Ce serait ainsi la première fois dans l’histoire de cette ancienne colonie anglaise que « l’opposition chasse un gouvernement par la voie des urnes au Nigeria », s’est réjoui Lai Mohammed, porte-parole de l’APC, le parti de M. Buhari, revendiquant mardi soir la victoire dans une ambiance de joie, chants et tambours battants, parmi les leaders du parti réunis à Abuja, la capitale. Pour gagner, M. Buhari a bien entendu pu compter sur les voix des électeurs originaires des Etats musulmans du nord du pays. Mais pas seulement.
Réputation d’intégrité
Il a aussi dominé le président sortant dans l’Etat de Lagos, le cœur économique du pays et l’Etat le plus peuplé, ainsi que dans plusieurs Etats du Sud-Ouest. Au total, il a ainsi remporté 20 Etats, contre 15 au président sortant (les résultats de l’Etat de Borno étaient encore attendus mercredi matin, mais ils ne pouvaient pas inverser la tendance). Jusqu’au dernier moment, les Nigérians ont redouté que le processus électoral dérape. Les islamistes de Boko Haram, qui depuis des mois mettent le nord du pays à feu et à sang, avaient en effet promis de torpiller ce scrutin « impie ».
La précédente élection présidentielle, en 2011, marquée par la mort de plusieurs centaines de personnes, incitait également à la prudence, malgré l’appel au calme lancé quelques heures avant la fin du dépouillement par les deux principaux candidats.
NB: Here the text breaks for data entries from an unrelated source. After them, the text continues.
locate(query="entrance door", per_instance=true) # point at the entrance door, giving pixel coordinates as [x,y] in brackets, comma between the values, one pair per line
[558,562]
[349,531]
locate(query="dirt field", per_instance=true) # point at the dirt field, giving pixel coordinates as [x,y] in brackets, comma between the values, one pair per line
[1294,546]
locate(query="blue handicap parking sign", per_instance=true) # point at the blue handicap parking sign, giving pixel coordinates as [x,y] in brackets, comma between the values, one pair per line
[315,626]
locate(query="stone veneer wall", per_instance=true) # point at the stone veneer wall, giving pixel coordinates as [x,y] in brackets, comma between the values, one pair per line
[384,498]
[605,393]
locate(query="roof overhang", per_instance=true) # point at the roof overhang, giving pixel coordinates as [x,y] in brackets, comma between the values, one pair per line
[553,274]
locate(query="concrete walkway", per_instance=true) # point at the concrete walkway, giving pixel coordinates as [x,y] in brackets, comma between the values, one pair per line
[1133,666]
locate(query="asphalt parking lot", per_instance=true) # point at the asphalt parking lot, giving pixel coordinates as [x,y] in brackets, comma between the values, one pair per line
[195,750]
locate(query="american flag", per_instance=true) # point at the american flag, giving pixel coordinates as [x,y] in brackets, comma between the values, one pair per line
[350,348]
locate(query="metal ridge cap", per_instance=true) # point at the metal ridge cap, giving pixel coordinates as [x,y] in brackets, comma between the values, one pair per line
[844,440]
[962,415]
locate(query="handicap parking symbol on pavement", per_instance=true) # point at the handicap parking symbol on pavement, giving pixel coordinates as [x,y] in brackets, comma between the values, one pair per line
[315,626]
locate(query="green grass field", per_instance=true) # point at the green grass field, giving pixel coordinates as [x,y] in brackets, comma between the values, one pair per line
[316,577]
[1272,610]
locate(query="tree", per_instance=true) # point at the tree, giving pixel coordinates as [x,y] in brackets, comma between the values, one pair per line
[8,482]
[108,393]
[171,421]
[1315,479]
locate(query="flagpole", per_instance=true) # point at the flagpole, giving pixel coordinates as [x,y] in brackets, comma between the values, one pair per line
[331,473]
Les Etats-Unis et la Grande-Bretagne avaient également mis en garde les différents protagonistes du scrutin contre toute tentative de fraude destinée à inverser le choix des électeurs. Mardi soir, les célébrations demeuraient donc empreintes d’une certaine réserve dans l’attente de la confirmation officielle des résultats.
Muhammadu Buhari, fort de sa réputation d’intégrité et de militaire à poigne – souvenir de son passage au pouvoir dans les années 1980 – a promis de rompre avec la passivité du pouvoir précédent vis-à-vis de Boko Haram, et de lutter contre un autre mal endémique, la corruption.